Internationalization & Localization (i18n/l10n)
Geode provides comprehensive internationalization (i18n) and localization (l10n) support for building global applications. From full Unicode support to locale-aware string operations, Geode enables you to build graph applications that serve users worldwide with proper language, cultural, and regional conventions.
Understanding i18n vs l10n
Internationalization (i18n)
The process of designing software to support multiple languages and regions without code changes:
- Unicode Support: Full UTF-8 encoding for all text data
- Locale Independence: Core functionality works regardless of locale
- Extensibility: Easy addition of new languages and regions
- Data Separation: Content separated from code
Localization (l10n)
The process of adapting software for specific languages and regions:
- Translation: User interface and messages in local language
- Cultural Adaptation: Date, time, number, and currency formats
- Regional Compliance: Legal and regulatory requirements
- Local Conventions: Sorting, collation, and comparison rules
Unicode Support
UTF-8 Encoding
Geode uses UTF-8 encoding throughout:
String Storage:
-- Store text in any language
CREATE (:Document {
title_en: 'Hello World',
title_zh: '你好世界',
title_ar: 'مرحبا بالعالم',
title_ru: 'Привет мир',
title_ja: 'こんにちは世界',
title_hi: 'नमस्ते दुनिया',
title_emoji: '👋🌍'
});
Query with Unicode:
-- Search in multiple scripts
MATCH (d:Document)
WHERE d.title_zh CONTAINS '世界'
OR d.title_ar CONTAINS 'العالم'
OR d.title_emoji CONTAINS '🌍'
RETURN d;
Unicode Normalization
Geode supports Unicode normalization for consistent string comparison:
Normalization Forms:
- NFC (Canonical Composition): Preferred for most text
- NFD (Canonical Decomposition): Separates combined characters
- NFKC (Compatibility Composition): For compatibility
- NFKD (Compatibility Decomposition): Full decomposition
Example:
-- Create property with combining characters
CREATE (:Text {
nfc: 'café', -- NFC form (é as single character)

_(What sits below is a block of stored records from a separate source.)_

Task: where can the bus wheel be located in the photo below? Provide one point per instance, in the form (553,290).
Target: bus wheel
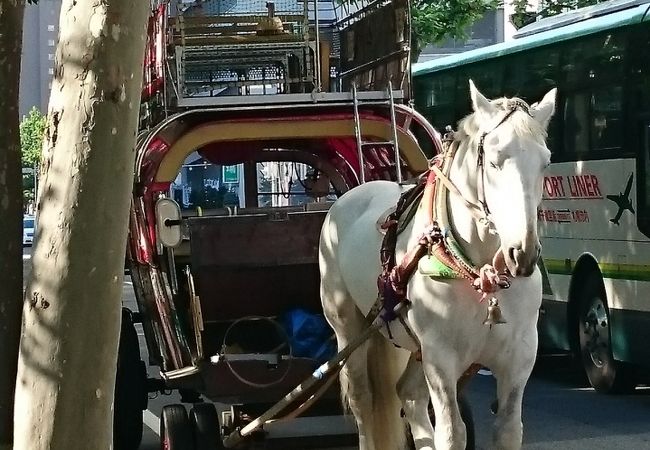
(205,425)
(175,429)
(605,374)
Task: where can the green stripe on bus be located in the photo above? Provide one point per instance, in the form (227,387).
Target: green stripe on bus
(640,272)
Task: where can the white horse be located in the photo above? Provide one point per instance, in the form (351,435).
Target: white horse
(445,315)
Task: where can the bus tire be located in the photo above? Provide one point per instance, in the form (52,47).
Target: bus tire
(130,388)
(205,426)
(605,374)
(175,429)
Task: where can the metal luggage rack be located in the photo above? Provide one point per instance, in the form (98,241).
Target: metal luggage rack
(225,55)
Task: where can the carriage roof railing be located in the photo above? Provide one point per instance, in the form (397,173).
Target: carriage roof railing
(219,56)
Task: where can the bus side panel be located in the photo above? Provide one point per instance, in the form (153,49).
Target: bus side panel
(629,327)
(553,324)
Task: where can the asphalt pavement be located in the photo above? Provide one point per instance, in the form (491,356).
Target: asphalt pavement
(560,410)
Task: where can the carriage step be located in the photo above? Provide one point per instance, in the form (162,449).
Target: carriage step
(373,144)
(312,432)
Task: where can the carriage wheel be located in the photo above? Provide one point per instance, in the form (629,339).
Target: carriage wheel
(130,388)
(175,429)
(605,374)
(205,426)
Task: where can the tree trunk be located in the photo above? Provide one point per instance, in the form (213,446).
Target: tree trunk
(68,349)
(11,265)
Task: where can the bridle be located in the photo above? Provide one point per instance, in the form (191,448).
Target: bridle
(512,106)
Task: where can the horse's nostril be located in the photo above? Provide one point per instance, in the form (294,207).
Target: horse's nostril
(511,254)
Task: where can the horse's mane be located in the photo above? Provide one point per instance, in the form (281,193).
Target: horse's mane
(521,122)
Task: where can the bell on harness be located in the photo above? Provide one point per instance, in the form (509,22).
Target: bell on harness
(494,315)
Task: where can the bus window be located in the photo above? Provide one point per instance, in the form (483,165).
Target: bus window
(487,77)
(441,90)
(607,118)
(576,123)
(531,75)
(593,60)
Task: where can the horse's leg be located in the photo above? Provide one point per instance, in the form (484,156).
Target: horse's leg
(442,377)
(348,322)
(512,376)
(413,391)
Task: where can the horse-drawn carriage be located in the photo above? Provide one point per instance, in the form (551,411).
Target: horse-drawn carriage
(255,119)
(253,124)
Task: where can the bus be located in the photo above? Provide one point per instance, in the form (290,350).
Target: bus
(595,214)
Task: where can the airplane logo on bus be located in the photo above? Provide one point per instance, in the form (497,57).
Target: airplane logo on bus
(622,200)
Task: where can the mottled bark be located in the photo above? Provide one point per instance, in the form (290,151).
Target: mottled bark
(68,350)
(11,266)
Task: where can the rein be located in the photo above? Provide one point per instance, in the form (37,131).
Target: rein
(434,241)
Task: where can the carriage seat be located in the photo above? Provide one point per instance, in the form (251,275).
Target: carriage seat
(260,261)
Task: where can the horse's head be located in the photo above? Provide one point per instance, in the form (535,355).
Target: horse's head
(512,155)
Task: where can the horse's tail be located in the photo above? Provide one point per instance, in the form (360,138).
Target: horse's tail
(386,364)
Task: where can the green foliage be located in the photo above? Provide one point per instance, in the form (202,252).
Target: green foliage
(436,20)
(32,131)
(522,15)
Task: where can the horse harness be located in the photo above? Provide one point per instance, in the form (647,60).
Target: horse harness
(434,242)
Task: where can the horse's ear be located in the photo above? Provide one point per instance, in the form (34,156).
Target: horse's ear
(543,110)
(480,104)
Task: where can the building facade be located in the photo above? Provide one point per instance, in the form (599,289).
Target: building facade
(40,33)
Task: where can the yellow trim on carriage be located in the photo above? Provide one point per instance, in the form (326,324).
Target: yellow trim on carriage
(290,128)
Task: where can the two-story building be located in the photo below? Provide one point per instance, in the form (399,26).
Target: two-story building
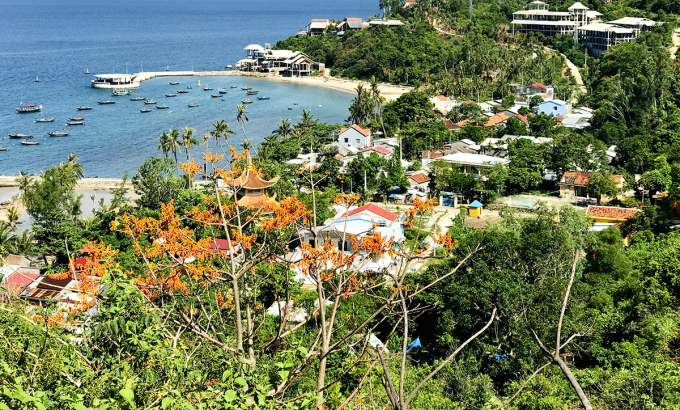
(355,136)
(554,108)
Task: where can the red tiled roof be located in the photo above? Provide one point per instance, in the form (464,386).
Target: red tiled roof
(19,281)
(449,124)
(357,128)
(420,178)
(611,212)
(374,209)
(14,259)
(496,119)
(522,118)
(578,178)
(465,150)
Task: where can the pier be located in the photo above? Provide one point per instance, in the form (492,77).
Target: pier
(113,81)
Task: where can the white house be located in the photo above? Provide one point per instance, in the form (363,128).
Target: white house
(443,104)
(355,136)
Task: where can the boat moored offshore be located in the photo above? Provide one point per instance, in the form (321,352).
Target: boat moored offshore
(23,109)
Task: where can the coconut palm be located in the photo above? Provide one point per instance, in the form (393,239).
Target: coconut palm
(164,143)
(285,128)
(221,130)
(174,145)
(188,140)
(241,117)
(75,166)
(247,144)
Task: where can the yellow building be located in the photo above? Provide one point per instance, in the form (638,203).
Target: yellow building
(662,199)
(475,209)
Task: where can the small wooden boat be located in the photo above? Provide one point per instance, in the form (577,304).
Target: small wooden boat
(23,109)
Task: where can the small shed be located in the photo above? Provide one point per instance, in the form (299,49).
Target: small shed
(475,208)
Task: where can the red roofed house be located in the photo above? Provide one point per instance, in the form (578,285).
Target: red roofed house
(318,27)
(419,181)
(250,186)
(429,156)
(18,281)
(443,104)
(355,136)
(575,183)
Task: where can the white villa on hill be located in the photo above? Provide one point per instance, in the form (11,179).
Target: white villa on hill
(355,136)
(286,63)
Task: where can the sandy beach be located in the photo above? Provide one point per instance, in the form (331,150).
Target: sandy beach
(389,91)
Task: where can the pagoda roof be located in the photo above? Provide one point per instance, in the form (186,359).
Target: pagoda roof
(252,179)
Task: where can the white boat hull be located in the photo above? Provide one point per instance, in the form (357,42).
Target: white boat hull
(107,86)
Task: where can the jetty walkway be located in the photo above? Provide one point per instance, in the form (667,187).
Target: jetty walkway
(138,78)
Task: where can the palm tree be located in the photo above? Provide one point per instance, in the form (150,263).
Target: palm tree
(164,143)
(221,130)
(241,117)
(188,140)
(75,166)
(247,144)
(175,144)
(285,128)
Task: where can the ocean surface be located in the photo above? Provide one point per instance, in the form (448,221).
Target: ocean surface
(59,40)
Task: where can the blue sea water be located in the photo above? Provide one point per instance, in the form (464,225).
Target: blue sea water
(58,40)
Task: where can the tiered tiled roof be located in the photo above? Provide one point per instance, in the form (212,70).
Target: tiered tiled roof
(374,209)
(420,178)
(611,213)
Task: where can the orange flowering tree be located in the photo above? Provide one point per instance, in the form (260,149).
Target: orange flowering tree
(249,284)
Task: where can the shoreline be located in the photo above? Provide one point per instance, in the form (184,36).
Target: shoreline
(100,184)
(389,91)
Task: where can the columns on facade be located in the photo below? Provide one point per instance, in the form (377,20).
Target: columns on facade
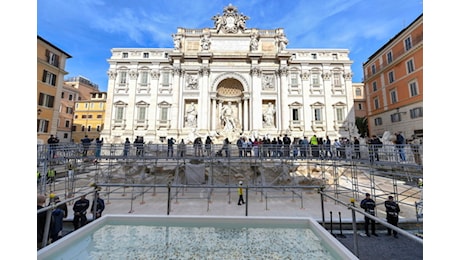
(213,114)
(284,106)
(247,127)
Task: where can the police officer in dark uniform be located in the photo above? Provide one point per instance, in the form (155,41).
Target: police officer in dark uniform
(392,209)
(368,205)
(79,207)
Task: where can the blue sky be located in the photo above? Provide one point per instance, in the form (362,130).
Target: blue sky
(89,29)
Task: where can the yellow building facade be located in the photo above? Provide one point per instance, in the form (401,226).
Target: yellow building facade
(89,117)
(51,62)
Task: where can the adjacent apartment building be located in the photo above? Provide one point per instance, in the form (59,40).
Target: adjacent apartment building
(228,81)
(394,84)
(51,62)
(89,117)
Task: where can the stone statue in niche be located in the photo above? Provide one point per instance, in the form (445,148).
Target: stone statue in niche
(177,41)
(254,42)
(227,116)
(268,82)
(218,22)
(269,116)
(191,115)
(205,42)
(282,42)
(192,82)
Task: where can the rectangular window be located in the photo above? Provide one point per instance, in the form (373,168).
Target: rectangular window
(295,114)
(141,113)
(144,77)
(396,117)
(393,96)
(391,77)
(315,79)
(408,43)
(413,89)
(165,79)
(123,76)
(164,113)
(389,57)
(46,100)
(376,103)
(410,66)
(42,126)
(374,86)
(119,113)
(294,81)
(49,78)
(52,58)
(416,112)
(318,117)
(339,114)
(336,79)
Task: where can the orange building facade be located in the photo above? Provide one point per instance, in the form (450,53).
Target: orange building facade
(393,81)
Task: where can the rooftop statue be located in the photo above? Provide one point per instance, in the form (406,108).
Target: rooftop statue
(230,21)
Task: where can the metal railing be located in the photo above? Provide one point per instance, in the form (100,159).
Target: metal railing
(406,153)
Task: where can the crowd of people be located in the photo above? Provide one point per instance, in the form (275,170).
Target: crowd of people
(280,146)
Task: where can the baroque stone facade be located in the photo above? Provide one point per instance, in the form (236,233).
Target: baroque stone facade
(228,81)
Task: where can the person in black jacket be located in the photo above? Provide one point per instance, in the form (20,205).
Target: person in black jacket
(368,205)
(41,220)
(79,208)
(392,209)
(57,220)
(100,206)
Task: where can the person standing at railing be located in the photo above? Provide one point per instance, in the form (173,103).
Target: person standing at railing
(79,208)
(392,210)
(126,147)
(171,142)
(240,193)
(357,147)
(86,142)
(374,145)
(400,143)
(100,206)
(58,215)
(41,220)
(368,205)
(182,147)
(314,146)
(99,143)
(207,146)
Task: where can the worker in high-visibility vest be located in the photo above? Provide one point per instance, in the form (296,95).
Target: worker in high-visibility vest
(51,176)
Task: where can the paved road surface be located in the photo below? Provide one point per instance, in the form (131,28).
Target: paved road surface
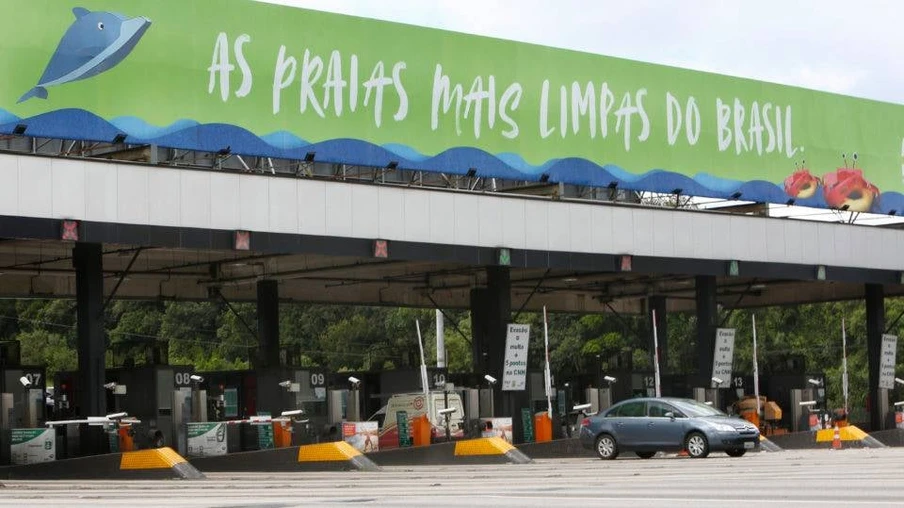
(849,478)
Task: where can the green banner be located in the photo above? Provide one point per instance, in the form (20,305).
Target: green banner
(253,78)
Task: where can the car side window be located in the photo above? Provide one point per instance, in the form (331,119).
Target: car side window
(658,409)
(631,409)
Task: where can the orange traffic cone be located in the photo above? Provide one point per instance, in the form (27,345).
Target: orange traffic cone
(836,439)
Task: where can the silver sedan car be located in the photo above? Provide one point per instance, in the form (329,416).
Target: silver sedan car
(649,425)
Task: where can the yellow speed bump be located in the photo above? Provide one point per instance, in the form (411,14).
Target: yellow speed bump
(157,458)
(327,452)
(849,433)
(482,446)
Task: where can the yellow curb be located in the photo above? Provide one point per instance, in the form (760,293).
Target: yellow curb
(157,458)
(327,452)
(482,446)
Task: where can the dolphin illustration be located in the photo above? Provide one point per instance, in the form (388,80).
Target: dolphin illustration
(95,43)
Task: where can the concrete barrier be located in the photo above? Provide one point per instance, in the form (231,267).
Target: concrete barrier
(154,464)
(489,450)
(851,437)
(336,456)
(767,445)
(892,437)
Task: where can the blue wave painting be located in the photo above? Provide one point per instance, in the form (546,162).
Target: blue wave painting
(190,135)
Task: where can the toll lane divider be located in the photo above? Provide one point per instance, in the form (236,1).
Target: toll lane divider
(890,437)
(851,437)
(335,456)
(767,445)
(152,464)
(488,450)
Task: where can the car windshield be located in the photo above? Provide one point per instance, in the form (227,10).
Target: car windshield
(694,408)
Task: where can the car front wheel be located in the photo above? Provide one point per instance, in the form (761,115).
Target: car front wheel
(696,445)
(606,447)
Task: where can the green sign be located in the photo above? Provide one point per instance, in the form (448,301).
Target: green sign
(262,79)
(527,424)
(207,439)
(264,433)
(30,446)
(231,402)
(404,429)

nfd: 'café' -- NFD form (e + combining accent)
});
-- Query with normalization
MATCH (t:Text)
WHERE normalize(t.nfc, 'NFC') = normalize(t.nfd, 'NFC')
RETURN t; -- Returns match despite different encodings
Character Classification
-- Unicode character properties
MATCH (user:User)
WHERE is_alphabetic(user.name)
AND NOT contains_emoji(user.name)
RETURN user;
-- Case conversion (locale-aware)
RETURN to_upper('straße', 'de_DE'); -- 'STRASSE' (German)
RETURN to_upper('i', 'tr_TR'); -- 'İ' (Turkish dotted I)
Collation and Sorting
Locale-Specific Collation
Geode supports ICU collation for culturally appropriate sorting:
Create Index with Collation:
-- German phonebook sorting
CREATE INDEX user_name_de ON :User(name)
COLLATE 'de_DE@collation=phonebook';
-- Swedish sorting (ä, ö after z)
CREATE INDEX user_name_sv ON :User(name)
COLLATE 'sv_SE';
-- Chinese pinyin sorting
CREATE INDEX user_name_zh ON :User(name)
COLLATE 'zh_CN@collation=pinyin';
Query with Specific Collation:
-- Sort using German rules
MATCH (u:User)
RETURN u.name
ORDER BY u.name COLLATE 'de_DE'
LIMIT 100;
-- Case-insensitive sorting
MATCH (p:Product)
RETURN p.name
ORDER BY p.name COLLATE 'en_US@strength=secondary'
LIMIT 50;
Collation Strength Levels
Primary: Base character differences only
-- 'a' = 'A' = 'á' = 'Á'
ORDER BY name COLLATE 'en_US@strength=primary'
Secondary: Accents matter
-- 'a' = 'A' but 'a' ≠ 'á'
ORDER BY name COLLATE 'en_US@strength=secondary'
Tertiary: Case matters
-- 'a' ≠ 'A' and 'a' ≠ 'á'
ORDER BY name COLLATE 'en_US@strength=tertiary'
Quaternary: Punctuation and spaces matter
-- All differences considered
ORDER BY name COLLATE 'en_US@strength=quaternary'
Language-Specific Sorting Examples
Swedish (å, ä, ö at end):
MATCH (c:City)
WHERE c.country = 'Sweden'
RETURN c.name
ORDER BY c.name COLLATE 'sv_SE';
-- Result: Malmö, Stockholm, Västerås, Örebro
Czech (ch as single letter):
MATCH (p:Person)
WHERE p.country = 'Czech Republic'
RETURN p.surname
ORDER BY p.surname COLLATE 'cs_CZ';
-- Result: Havel, Horak, Chlup (ch after h)
Japanese (mixed scripts):
MATCH (u:User)
WHERE u.country = 'Japan'
RETURN u.name
ORDER BY u.name COLLATE 'ja_JP@collation=unihan';
-- Sorts hiragana, katakana, kanji appropriately
Locale-Aware Operations
Date and Time Formatting
Store timestamps in UTC, display in local time:
-- Store event with timezone
CREATE (:Event {
name: 'Product Launch',
timestamp: datetime('2025-06-15T14:00:00Z'),
timezone: 'America/New_York'
});
-- Query with timezone conversion
MATCH (e:Event)
RETURN e.name,
e.timestamp,
datetime_in_timezone(e.timestamp, 'America/New_York') AS local_time,
datetime_in_timezone(e.timestamp, 'Europe/London') AS london_time,
datetime_in_timezone(e.timestamp, 'Asia/Tokyo') AS tokyo_time;
Locale-Specific Formatting:
-- Format dates per locale
MATCH (order:Order)
RETURN order.id,
format_date(order.created, 'en_US') AS us_date, -- "06/15/2025"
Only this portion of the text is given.